The lymph nodes of the head and neck eventually drain into a terminal series of nodes (deep cervical nodes) and finally into the lateral internal jugular chain.
Preoperative Assessment
Preoperative assessment is critical for a successful procedure. It allows one to anticipate and possibly correct factors that predispose to adverse outcomes and minimize complications. A fairly thorough medical, drug, and medication allergy history provides an accurate picture of the patient’s health status. Questioning the possibility of pregnancy in women of childbearing age should not be overlooked, as local anesthetics and antibiotics may be contraindicated.
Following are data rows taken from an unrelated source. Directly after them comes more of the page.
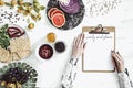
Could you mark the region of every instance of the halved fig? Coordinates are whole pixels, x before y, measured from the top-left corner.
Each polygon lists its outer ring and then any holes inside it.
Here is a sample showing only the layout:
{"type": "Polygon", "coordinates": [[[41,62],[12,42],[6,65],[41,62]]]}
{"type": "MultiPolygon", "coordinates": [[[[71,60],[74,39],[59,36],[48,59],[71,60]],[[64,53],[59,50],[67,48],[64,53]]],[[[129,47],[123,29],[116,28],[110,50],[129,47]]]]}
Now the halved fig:
{"type": "Polygon", "coordinates": [[[55,28],[62,28],[65,24],[65,16],[61,13],[54,14],[51,20],[55,28]]]}

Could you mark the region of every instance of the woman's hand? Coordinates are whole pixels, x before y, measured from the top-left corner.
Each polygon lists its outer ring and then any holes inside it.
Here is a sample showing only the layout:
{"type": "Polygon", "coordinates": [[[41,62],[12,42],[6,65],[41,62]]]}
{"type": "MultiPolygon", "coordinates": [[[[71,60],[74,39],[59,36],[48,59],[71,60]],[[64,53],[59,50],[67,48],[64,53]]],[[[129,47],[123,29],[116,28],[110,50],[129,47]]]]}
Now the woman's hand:
{"type": "Polygon", "coordinates": [[[119,52],[111,51],[112,59],[117,73],[124,72],[124,61],[119,52]]]}
{"type": "Polygon", "coordinates": [[[85,50],[86,43],[84,43],[84,34],[78,35],[78,37],[73,41],[73,48],[72,48],[72,58],[79,58],[85,50]]]}

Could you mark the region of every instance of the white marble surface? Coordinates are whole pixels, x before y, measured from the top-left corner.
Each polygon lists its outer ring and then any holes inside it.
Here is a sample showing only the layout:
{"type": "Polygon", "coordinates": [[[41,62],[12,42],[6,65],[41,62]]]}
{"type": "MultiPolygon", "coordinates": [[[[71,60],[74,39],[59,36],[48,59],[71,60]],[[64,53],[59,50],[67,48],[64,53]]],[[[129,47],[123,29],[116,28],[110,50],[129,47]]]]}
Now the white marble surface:
{"type": "MultiPolygon", "coordinates": [[[[48,0],[39,0],[41,3],[47,4],[48,0]]],[[[89,0],[83,0],[86,4],[89,0]]],[[[70,59],[72,41],[75,35],[81,33],[82,26],[92,26],[98,24],[115,26],[116,28],[116,50],[122,54],[125,66],[130,70],[131,79],[133,80],[133,0],[122,0],[115,10],[110,11],[105,15],[89,16],[88,7],[86,14],[83,22],[75,29],[69,31],[60,31],[53,28],[45,15],[45,11],[42,12],[42,20],[37,23],[37,26],[32,31],[28,31],[31,38],[32,54],[22,59],[33,66],[39,76],[37,86],[39,88],[54,88],[60,84],[60,79],[66,62],[70,59]],[[66,44],[66,51],[62,54],[54,52],[54,55],[49,61],[40,62],[35,57],[35,48],[40,43],[48,43],[45,35],[49,32],[57,34],[57,41],[64,41],[66,44]]],[[[25,23],[18,23],[21,26],[25,23]]],[[[52,44],[53,45],[53,44],[52,44]]],[[[6,64],[0,63],[0,67],[6,64]]],[[[79,62],[79,75],[76,78],[76,86],[74,88],[119,88],[119,80],[116,73],[111,74],[85,74],[81,70],[81,59],[79,62]]]]}

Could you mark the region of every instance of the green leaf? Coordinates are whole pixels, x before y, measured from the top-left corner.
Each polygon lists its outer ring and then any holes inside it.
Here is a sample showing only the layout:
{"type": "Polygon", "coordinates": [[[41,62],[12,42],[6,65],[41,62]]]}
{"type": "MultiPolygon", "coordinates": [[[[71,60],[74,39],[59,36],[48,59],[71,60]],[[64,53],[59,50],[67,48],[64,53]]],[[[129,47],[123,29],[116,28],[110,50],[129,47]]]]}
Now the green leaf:
{"type": "Polygon", "coordinates": [[[40,9],[39,8],[33,8],[33,10],[39,13],[40,12],[40,9]]]}
{"type": "Polygon", "coordinates": [[[23,8],[23,7],[18,7],[18,9],[19,9],[19,10],[24,10],[24,8],[23,8]]]}
{"type": "Polygon", "coordinates": [[[41,6],[39,9],[40,9],[40,10],[44,10],[44,8],[45,8],[44,6],[41,6]]]}

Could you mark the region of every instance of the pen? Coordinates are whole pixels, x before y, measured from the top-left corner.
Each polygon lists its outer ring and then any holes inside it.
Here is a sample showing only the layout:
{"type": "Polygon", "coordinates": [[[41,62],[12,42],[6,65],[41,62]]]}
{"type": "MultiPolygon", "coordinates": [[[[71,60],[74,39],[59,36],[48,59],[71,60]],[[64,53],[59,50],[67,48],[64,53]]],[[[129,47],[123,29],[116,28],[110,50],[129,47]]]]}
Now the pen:
{"type": "MultiPolygon", "coordinates": [[[[129,76],[129,79],[130,79],[130,74],[129,74],[127,68],[125,68],[125,74],[129,76]]],[[[130,84],[131,84],[131,87],[133,87],[133,82],[131,81],[131,79],[130,79],[130,84]]]]}

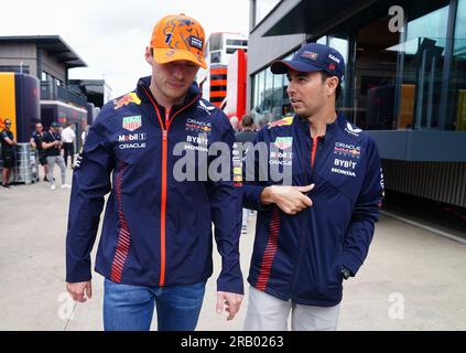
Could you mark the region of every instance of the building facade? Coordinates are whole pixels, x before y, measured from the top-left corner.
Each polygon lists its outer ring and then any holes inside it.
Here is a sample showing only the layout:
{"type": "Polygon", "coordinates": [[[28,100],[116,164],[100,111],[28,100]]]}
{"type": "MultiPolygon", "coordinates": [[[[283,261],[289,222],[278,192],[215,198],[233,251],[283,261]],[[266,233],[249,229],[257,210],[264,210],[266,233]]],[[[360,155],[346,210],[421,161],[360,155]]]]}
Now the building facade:
{"type": "Polygon", "coordinates": [[[338,110],[369,131],[387,189],[466,207],[466,0],[250,1],[248,110],[291,113],[275,60],[302,44],[346,61],[338,110]]]}
{"type": "Polygon", "coordinates": [[[227,96],[228,61],[237,50],[247,51],[248,39],[240,33],[217,32],[209,35],[204,56],[207,69],[201,68],[197,82],[203,98],[220,107],[227,96]]]}

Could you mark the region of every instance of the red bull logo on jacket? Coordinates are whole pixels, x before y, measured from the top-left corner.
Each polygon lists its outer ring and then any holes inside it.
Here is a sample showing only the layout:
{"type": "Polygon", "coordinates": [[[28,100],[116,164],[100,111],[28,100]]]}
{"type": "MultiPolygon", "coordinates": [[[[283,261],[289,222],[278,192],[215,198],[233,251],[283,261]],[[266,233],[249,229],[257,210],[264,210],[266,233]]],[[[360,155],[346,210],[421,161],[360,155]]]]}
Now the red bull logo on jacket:
{"type": "Polygon", "coordinates": [[[136,94],[136,92],[131,92],[129,94],[127,94],[126,96],[123,96],[122,98],[120,98],[119,100],[115,100],[115,110],[121,108],[122,106],[127,106],[130,103],[134,103],[138,106],[141,104],[141,99],[139,99],[138,95],[136,94]]]}
{"type": "Polygon", "coordinates": [[[293,117],[286,117],[286,118],[283,118],[281,120],[270,122],[269,129],[274,128],[274,127],[279,127],[279,126],[288,126],[288,125],[291,125],[292,122],[293,122],[293,117]]]}
{"type": "Polygon", "coordinates": [[[142,126],[141,116],[137,115],[133,117],[123,117],[123,124],[122,127],[126,130],[134,131],[136,129],[139,129],[142,126]]]}

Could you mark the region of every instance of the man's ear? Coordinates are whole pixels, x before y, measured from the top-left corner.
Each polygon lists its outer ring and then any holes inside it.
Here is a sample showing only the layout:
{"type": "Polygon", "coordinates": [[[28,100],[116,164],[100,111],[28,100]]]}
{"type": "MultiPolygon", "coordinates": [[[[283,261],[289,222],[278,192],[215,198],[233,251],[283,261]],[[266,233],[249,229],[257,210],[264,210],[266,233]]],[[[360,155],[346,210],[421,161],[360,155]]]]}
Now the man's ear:
{"type": "Polygon", "coordinates": [[[145,58],[147,63],[152,66],[154,58],[152,56],[151,49],[149,46],[145,46],[144,58],[145,58]]]}
{"type": "Polygon", "coordinates": [[[332,94],[336,92],[338,87],[338,82],[339,79],[337,76],[332,76],[327,78],[327,82],[326,82],[327,96],[332,96],[332,94]]]}

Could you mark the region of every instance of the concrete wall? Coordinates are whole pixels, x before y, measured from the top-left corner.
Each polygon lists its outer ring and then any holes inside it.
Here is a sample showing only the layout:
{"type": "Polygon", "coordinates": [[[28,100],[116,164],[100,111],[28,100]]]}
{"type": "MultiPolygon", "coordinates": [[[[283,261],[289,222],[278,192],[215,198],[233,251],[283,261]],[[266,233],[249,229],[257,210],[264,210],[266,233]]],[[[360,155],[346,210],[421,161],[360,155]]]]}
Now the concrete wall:
{"type": "MultiPolygon", "coordinates": [[[[280,3],[279,8],[275,9],[272,13],[269,13],[260,23],[259,26],[252,29],[249,33],[248,39],[248,93],[247,93],[247,110],[250,110],[251,107],[251,88],[252,79],[251,75],[267,66],[270,65],[274,60],[283,56],[284,53],[288,53],[295,47],[299,47],[303,42],[305,42],[306,34],[292,34],[292,35],[277,35],[277,36],[263,36],[263,34],[269,31],[269,29],[274,25],[279,19],[284,17],[289,11],[291,11],[300,0],[285,0],[280,3]]],[[[252,7],[251,1],[251,7],[252,7]]],[[[253,15],[253,11],[249,12],[250,17],[253,15]]],[[[250,19],[252,22],[252,18],[250,19]]]]}
{"type": "Polygon", "coordinates": [[[42,51],[43,66],[42,71],[51,74],[52,76],[66,83],[66,67],[58,63],[56,57],[48,55],[45,51],[42,51]]]}

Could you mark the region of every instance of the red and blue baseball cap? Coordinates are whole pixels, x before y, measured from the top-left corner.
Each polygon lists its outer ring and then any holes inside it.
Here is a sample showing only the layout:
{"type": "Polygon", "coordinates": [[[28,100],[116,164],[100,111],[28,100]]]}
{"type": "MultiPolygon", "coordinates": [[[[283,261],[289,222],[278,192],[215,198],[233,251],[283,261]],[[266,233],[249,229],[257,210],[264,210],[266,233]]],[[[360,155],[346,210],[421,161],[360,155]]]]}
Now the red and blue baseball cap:
{"type": "Polygon", "coordinates": [[[333,47],[318,43],[303,45],[292,60],[273,62],[270,69],[273,74],[286,74],[289,69],[310,73],[324,71],[332,76],[337,76],[342,83],[345,75],[345,60],[333,47]]]}

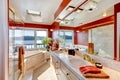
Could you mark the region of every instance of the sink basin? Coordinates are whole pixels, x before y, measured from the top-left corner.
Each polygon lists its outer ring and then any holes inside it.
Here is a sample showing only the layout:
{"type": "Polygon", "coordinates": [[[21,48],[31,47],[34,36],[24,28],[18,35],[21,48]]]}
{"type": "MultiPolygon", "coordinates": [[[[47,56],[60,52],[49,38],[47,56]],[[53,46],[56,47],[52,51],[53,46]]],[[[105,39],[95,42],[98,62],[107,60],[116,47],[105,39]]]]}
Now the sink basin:
{"type": "Polygon", "coordinates": [[[78,68],[78,69],[81,66],[92,65],[90,62],[80,59],[78,57],[74,57],[74,56],[69,56],[69,62],[73,67],[78,68]]]}

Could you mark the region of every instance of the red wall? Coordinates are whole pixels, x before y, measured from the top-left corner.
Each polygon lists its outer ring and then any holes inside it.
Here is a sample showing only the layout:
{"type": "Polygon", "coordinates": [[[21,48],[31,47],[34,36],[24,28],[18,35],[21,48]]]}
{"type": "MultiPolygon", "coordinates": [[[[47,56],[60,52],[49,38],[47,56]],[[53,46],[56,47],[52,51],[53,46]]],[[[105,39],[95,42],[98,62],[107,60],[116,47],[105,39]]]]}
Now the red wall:
{"type": "Polygon", "coordinates": [[[77,42],[79,45],[88,46],[88,31],[81,31],[77,33],[77,42]]]}

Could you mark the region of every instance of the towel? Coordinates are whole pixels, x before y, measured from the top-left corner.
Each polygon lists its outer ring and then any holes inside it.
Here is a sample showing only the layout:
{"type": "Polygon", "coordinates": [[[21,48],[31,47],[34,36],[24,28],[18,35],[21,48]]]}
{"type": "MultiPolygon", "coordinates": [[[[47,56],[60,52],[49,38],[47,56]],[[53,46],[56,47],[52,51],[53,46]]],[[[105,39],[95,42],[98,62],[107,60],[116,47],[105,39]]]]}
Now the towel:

Patients with inherited bleeding disorders can also be identified and, when possible, given clotting factors to correct for these disorders. Uncontrolled hypertension may predispose to increased intraoperative and postoperative bleeding. In addition, poorly controlled diabetes and immunosuppression with use of systemic steroids for medical conditions, such as autoimmune disorders or organ transplantation, may affect healing time. Information from the social history can also have a bearing on the surgery. For instance, healing can be adversely affected if the patient smokes, and this may impact the decision to perform a flap or graft. Alcohol consumption can increase the risk of bleeding because of its qualitative effect on platelets. Finally, knowledge of the patient’s resources and support at home is helpful when providing instructions for postoperative care.